In his reasons, the trial judge fixed almost exclusively on the adjournment in March 2006. That adjournment resulted in an eight month institutional delay. The trial judge stressed the failure to give this case any priority when the trial had to be rescheduled. He referred to the absence of any administrative scheme to prioritize cases that were not reached on the first trial date. The trial judge was also critical of the Crown and the administrative staff's failure to give effect to observations he had made in a case several years earlier. That case addressed delay occasioned by the need to reschedule a trial.
While important the trial judge's comments did not address the real issues for a stay. The Court of Appeal said:
[6] Reading the reasons as a whole, we are satisfied that the trial judge effectively granted a stay because he was not satisfied with the Crown's approach to the adjournment request in March 2006. In doing so, the trial judge failed to give any weight to considerations that are important in the s. 11(b) analysis. These are first, the societal interest in a trial on the merits. That interest is particularly significant where, as here, an accused is charged with a very serious offence. Second, the trial judge failed to consider the absence of any prejudice caused by the delay to the respondent's fair trial right and the minimal prejudice caused to his liberty interest by the terms of his bail.

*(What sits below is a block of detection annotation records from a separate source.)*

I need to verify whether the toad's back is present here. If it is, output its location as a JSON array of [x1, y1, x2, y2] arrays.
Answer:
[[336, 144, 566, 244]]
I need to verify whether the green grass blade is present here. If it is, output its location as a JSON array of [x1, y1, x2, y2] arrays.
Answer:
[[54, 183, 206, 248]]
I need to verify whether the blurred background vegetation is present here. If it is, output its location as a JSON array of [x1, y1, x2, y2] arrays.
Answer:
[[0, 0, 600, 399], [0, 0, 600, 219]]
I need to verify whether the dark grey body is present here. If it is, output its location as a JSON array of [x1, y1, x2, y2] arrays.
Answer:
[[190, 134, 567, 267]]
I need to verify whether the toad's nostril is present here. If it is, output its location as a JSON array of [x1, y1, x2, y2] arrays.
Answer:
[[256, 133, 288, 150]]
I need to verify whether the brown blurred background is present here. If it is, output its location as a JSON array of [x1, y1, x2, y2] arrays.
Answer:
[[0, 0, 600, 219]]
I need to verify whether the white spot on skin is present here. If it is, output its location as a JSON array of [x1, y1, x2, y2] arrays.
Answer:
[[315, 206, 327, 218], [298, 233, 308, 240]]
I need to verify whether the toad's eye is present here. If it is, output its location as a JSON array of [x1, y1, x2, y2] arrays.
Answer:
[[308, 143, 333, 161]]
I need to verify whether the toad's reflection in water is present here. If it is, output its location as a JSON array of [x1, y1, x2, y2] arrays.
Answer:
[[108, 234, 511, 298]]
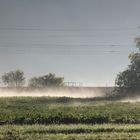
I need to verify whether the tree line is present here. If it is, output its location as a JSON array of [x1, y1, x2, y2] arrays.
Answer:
[[1, 70, 64, 88], [115, 37, 140, 96]]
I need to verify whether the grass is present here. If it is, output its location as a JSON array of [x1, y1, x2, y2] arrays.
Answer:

[7] As the trial judge failed to conduct the Morin analysis, we do so and conclude as follows:
• the total passage of time from the laying of the charge to the trial date, twenty-six months, is sufficiently long to trigger a consideration of all of the s. 11(b) factors;
• institutional delay accounts for about five and a half months in the Ontario Court of Justice and about twelve months in the Superior Court for a total of just under eighteen months of institutional delay; and
• the other delays are delays inherent in the case (e.g. intake periods) and one adjournment of some two months during the preliminary inquiry that was mutually agreed on by counsel. These delays in total account for eight months.
[8] Having regard to the administrative guidelines outlined in Morin for institutional delay, this case is on the borderline of unreasonable delay. Where cases are approaching or are at the unreasonable delay limit, it is important that trial judges balance the factors that the trial judge ignored in this case.
[9] The allegation was a very serious one and the public had a keen interest in a trial on the merits. This public interest should have been explicitly taken into account by the trial judge.
[10] While the accused suffered the same prejudice that all accused suffer when their case progresses slowly through the system, the appellant suffered no additional prejudice as a result of the delay.
[11] Having regard to the absence of any prejudice, beyond that experienced by all accused, and the important public interest in a trial on the merits, we hold that the delay in this case, while far from ideal, was not unconstitutional.